Not only does the character of technology and the direction of its development depend upon the social relation of production; it is even more obvious that the social consequences of technological invention can never be deduced from technological considerations alone. Otherwise how account for the fact that mechanical inventions, far from lightening the toil of the masses, freeing them from age-long burdens of drudgery, and opening opportunities for creative leisure, have instead intensified labour and reduced the worker ‘to an appendage of the machine’. The only promise of leisure the progressive mechanisation of industry holds out to the modern wage-worker today is the enforced leisure to starve.
One of the most interesting claims made for the technological interpretation is that it accounts for the final elimination of chattel slavery from Western Europe in the twelfth century. The reputed causal change in technique was a simple one. Until that time, cattle had been yoked by the neck (traction par la gorge) which winded them easily and made possible an average load of only half a ton even for relatively short distances. Production was necessarily limited, hardly more than enough to feed the families of both master and slave. Someone discovered, however, that yoking cattle by the shoulders (collier d’épaules) increased their pulling strength many times over and did not exhaust them so easily. As a result, productivity increased and man was able to provide his master with sufficient supplies in approximately half the working time that had been previously consumed. He now cultivated the rest of his patch in the remaining time and enjoyed a higher standard of living as a serf than had been possible to him as a slave.
The difficulties with this specific application of the technological theory are typical of all others. First of all feudalism was a full-grown system of production long before the twelfth century. Secondly, there is no assurance that yoking cattle by the shoulders was unknown in slave-holding antiquity and in parts of Asia. Thirdly, and most important, it is hard to see how the whole system of land tenure, with its specific codes of mutual obligations and services, could be derived from the shift from one method of yoking to another. Finally, it is not clear why the enhanced productivity of labour could not have been retained within a slave economy; for there was always the possibility of using slave labour on huge public works as had been done in Egypt and Greece, and of equipping armies for the purpose of conquest and pillage. The decline of slavery must be sought elsewhere than in the gradual improvement of productive technique.
For further evidence that technique of itself does not determine the mode of economic production, one need but point to the use of large-scale machinery in such different economies as prevail today in the USA and the USSR.

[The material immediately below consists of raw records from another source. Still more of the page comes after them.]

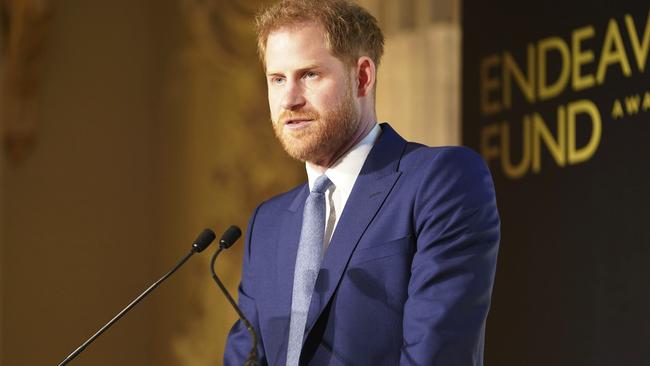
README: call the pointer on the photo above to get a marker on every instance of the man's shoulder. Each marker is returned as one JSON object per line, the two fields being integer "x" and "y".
{"x": 281, "y": 201}
{"x": 418, "y": 156}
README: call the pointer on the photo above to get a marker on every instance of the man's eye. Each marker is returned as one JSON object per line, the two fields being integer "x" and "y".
{"x": 277, "y": 81}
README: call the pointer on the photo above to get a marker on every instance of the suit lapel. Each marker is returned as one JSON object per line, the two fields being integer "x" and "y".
{"x": 287, "y": 245}
{"x": 375, "y": 181}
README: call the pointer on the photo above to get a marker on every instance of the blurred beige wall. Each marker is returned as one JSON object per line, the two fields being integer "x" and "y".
{"x": 418, "y": 88}
{"x": 151, "y": 124}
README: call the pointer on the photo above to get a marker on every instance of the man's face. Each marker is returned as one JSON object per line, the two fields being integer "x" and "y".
{"x": 311, "y": 94}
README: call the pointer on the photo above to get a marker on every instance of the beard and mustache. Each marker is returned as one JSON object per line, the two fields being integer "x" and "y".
{"x": 325, "y": 136}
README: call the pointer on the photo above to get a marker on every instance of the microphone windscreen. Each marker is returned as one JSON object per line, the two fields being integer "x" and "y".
{"x": 230, "y": 236}
{"x": 203, "y": 240}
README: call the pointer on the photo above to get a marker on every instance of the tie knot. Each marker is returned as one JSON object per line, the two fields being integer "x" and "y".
{"x": 321, "y": 184}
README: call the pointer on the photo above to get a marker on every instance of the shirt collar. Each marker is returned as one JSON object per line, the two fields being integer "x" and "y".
{"x": 344, "y": 172}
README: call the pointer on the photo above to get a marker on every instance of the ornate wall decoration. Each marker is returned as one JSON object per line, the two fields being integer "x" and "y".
{"x": 24, "y": 28}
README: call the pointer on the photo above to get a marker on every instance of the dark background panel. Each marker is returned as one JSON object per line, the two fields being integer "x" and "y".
{"x": 574, "y": 265}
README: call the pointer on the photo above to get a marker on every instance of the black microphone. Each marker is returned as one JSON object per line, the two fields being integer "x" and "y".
{"x": 202, "y": 241}
{"x": 227, "y": 240}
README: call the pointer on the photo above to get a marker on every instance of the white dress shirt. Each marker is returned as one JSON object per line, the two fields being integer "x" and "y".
{"x": 343, "y": 174}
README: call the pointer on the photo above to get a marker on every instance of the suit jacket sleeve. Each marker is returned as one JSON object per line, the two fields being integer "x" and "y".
{"x": 457, "y": 228}
{"x": 239, "y": 340}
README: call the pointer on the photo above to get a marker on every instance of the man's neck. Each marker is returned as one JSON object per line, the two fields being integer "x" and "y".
{"x": 363, "y": 131}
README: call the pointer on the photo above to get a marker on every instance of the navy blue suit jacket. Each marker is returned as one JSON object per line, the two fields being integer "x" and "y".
{"x": 408, "y": 274}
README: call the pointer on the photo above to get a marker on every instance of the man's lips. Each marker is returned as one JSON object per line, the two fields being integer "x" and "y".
{"x": 297, "y": 122}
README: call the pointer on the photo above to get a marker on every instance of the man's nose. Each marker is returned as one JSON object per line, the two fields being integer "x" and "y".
{"x": 293, "y": 97}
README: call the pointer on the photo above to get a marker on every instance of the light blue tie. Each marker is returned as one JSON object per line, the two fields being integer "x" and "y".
{"x": 308, "y": 262}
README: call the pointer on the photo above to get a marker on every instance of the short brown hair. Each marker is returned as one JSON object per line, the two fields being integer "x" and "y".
{"x": 350, "y": 31}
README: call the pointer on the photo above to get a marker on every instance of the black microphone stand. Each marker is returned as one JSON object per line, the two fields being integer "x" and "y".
{"x": 204, "y": 239}
{"x": 251, "y": 360}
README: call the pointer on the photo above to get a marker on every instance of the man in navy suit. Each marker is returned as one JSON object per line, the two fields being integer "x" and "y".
{"x": 410, "y": 234}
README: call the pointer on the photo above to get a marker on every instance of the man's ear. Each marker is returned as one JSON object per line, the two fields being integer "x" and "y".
{"x": 366, "y": 76}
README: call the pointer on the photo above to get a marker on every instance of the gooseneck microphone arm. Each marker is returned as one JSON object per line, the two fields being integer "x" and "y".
{"x": 228, "y": 239}
{"x": 201, "y": 242}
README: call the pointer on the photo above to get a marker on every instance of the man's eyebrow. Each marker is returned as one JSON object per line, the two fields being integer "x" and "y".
{"x": 299, "y": 71}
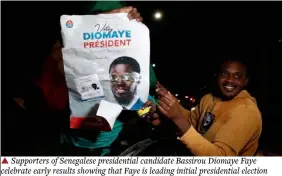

A technological interpretation of history which separated technique from antecedent social need in search for a measurable first cause of social change, would have to surrender its materialistic starting point just as soon as the simplified logic of that procedure were pressed against it. For no technical change is made without a leading idea in the mind of the technician or inventor. Even if it be true that no great invention has ever been the sole creation of one mind, nevertheless the machine is projected in thought before it is embodied in stone and steel. The cause then would be some bright idea or happy thought in the mind of one or more persons, and we would be back to a thoroughgoing idealistic philosophy of civilisation.
II: Economic Conditions and Economic Self-Interest: Perhaps the most unjustified of all misinterpretations to which Marx’s doctrine of historical materialism has been subjected is its reduction to a theory of personal motives. According to this conception Marx believed that all human beings are activated by a desire to further their own personal self-interest, and that this self-interest is inevitably expressed in a desire for economic gain. The materialistic interpretation then means that all behaviour is guided by material consideration, that every act has a cash value and every man has his price. Ideal motives – aesthetic, religious, moral – are just rationalisations of economic drives.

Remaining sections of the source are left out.